# Data 512 Final Project: Measuring political polarization in United States Congressional roll-call votes over the last 2000-2020

# Motivation & Problem Statement

## Goal
This project will analyze the polarization of Congress according to roll-call vote data from 2000-2020. The two goals will be:
   
   1. Identification of trends over time in polarization.
   2. Identification of correlation between topics and polarization
   
Identifying trends in polarization over time and polarization of topics may provide insight into the causal factors of polarization and how to best treat them.

## Why is it important?
Political polarization has been a topic covered by multiple media sources in the past four years. [Articles](https://greatergood.berkeley.edu/article/item/what_is_the_true_cost_of_polarization_in_america) have suggested that increased polarization could reach deeply into people's everyday lives through their personal interactions, and even impact their physical health. Beyond that, political polarization in Congress could have legislative impact, such as the [ping-poing effect on energy regulation](https://www.spglobal.com/platts/en/market-insights/latest-news/coal/102320-us-elections-political-polarization-creating-regulatory-ping-pong-effect-for-us-energy). Both the legislative and individual impact highlight the importance of political polarization at the human-level.

## Why we don't know about this or what's the contribution of this analysis?
A few Google searches have not found substantial walkthroughs or approachable analysis of roll-call vote data to measure political polarization. Many articles represent congresspeople through ideological scores (e.g., [NYT](https://www.nytimes.com/2014/06/12/upshot/polarization-is-dividing-american-society-not-just-politics.html), [Pew](https://www.pewresearch.org/fact-tank/2014/06/12/polarized-politics-in-congress-began-in-the-1970s-and-has-been-getting-worse-ever-since/)) or [polling data](https://fivethirtyeight.com/features/how-hatred-negative-partisanship-came-to-dominate-american-politics/). The use of a roll-call vote would be an alternative measurement of the polarization, with the following potential benefits:

   1. The data is easily accessible. Others may re-create the analysis on polarization, as compared to the survey or idealogical score data referenced above.
   2. The roll-call vote is a direct outcome of legislative intent compared to ideological score or survey data. If polarization exists outside of legislative votes, but not within legislative votes, then it may not have real impact on legislative outcomes.

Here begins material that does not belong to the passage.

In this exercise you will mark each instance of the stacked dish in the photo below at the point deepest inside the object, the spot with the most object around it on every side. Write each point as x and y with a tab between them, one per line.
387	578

## Human-centered aspect of the project
The problem itself, as mentioned in "Why is it important?" is related to a topic which can both directly impact humans (e.g., through physical health) and more indirectly impact humans through legislative outcomes. 

In addition to this, the visualization and data representation itself will require human-centered design.

# Data
We will use the open-sourced [congress GitHub](https://github.com/unitedstates/congress) set of scrapers to download Congressional roll-call vote data from 2000-2020. More specifically, we'll utilize the [votes data](https://github.com/unitedstates/congress/wiki/votes) which contains data on Congress roll-call votes.

From the project:

> This project collects data on roll call votes, which are the sorts of votes in which the individual positions of legislators is recorded. Other sorts of votes such as unanimous consent requests and voice votes are not collected here.
> 
> Congress publishes roll call vote data in XML starting in 1990 (101st Congress, 2nd session) for the House and 1989 (101st Congress, 1st Session) for the Senate. Senate votes are numbered uniquely by session. Sessions roughly follow calendar years, and there are two sessions per Congress. House vote numbering continues consecutively throughout the Congress.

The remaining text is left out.